Their big downside, in parsing programming languages, is in parsing infix operator expressions. For example, suppose you want to have a simple grammar that matches a language in which you can add and multiply binary digits (ignoring operator precedence for now):
Expr <- Expr "*" Digit
| Expr "+" Digit
| Digit
Digit <- "0"
| "1"
That's one straightforward way to turn that into a grammar, right? Only problem is that with LL you can't parse it. Suppose you want to parse this string: "1+1". Won't work. Why? Well, you're going to jump into "Expr" (start symbol), then try the first possible expansion, which is "Expr". Infinite loop! Hence the name "left recursion". To fix it, you have to write the grammar differently (separate topic) and the resulting parse tree can be a bit weird.
Let's turn to LR instead. I'm not going to talk about LALR in particular; all I'll be giving you is a rough idea about how the whole class of LR parsers works.
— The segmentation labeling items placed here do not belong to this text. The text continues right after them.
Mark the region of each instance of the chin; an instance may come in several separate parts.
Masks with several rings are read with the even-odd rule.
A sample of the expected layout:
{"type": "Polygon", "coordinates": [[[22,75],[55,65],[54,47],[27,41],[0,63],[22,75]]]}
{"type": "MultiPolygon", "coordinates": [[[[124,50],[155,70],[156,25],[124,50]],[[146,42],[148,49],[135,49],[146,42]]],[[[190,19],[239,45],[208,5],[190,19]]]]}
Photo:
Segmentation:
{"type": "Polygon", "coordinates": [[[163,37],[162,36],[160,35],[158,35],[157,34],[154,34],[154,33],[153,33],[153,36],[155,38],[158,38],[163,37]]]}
This seems to be the most difficult part of understanding LR, anyway.
Roughly, what you do here instead is a recursive ascent. That is, you consume terminals onto a stack until the sequence of symbols on the top of the stack matches a right-hand side (RHS) of the grammar, then you replace that sequence on the stack with the LHS of the same rule. You keep doing that until you have consumed everything and all that's left on the stack is the start symbol. While you do all that, you can generate a parse tree or whatever.
The tricky part is making that somewhat efficient. Without going into too much detail, LR parsers usually have an internal set of states that act as an intermediate representation: they encode what you have seen recently and in which context. Instead of putting symbols on the stack, you now have states on it (one for each symbol). Two states can represent the same symbol on the stack, but instruct you to apply different rules next.
Of course, that means that you need to have some lookup table that tells you what to do at each given state (top of stack): just add another state to the stack ("shift"); or remove a bunch of states, generate another node of the parse tree, and add a new state to the stack ("reduce"); or accept the whole string; or fail.
Generating this lookup table is fairly tedious to do by hand, which is why you'll almost never see LR parsers outside of parser generators... and we haven't even talked about adding lookahead (that would mean looking at more than one unconsumed token in figuring out which action to take)! And, in fact, handling lookahead is even more complicated for LALR parsers (as opposed to SLR = simple LR parsers) because you have to analyse the previously generated lookup table in order to determine the "lookahead sets" needed for that.
The reason why LALR parsers are so popular anyway is that, once you have a generator for the tables and lookahead sets, the whole thing ends up being much more compact than general LR parsers, and it's just as fast (linear in the size of the input).
Wikipedia can walk you through a simple LR(0) parser for the same grammar I described above: http://en.wikipedia.org/wiki/LR_parser
It took me quite a while to find out how look at LR parsers in a way that makes some kind of sense. I hope this will help you figure it out much faster.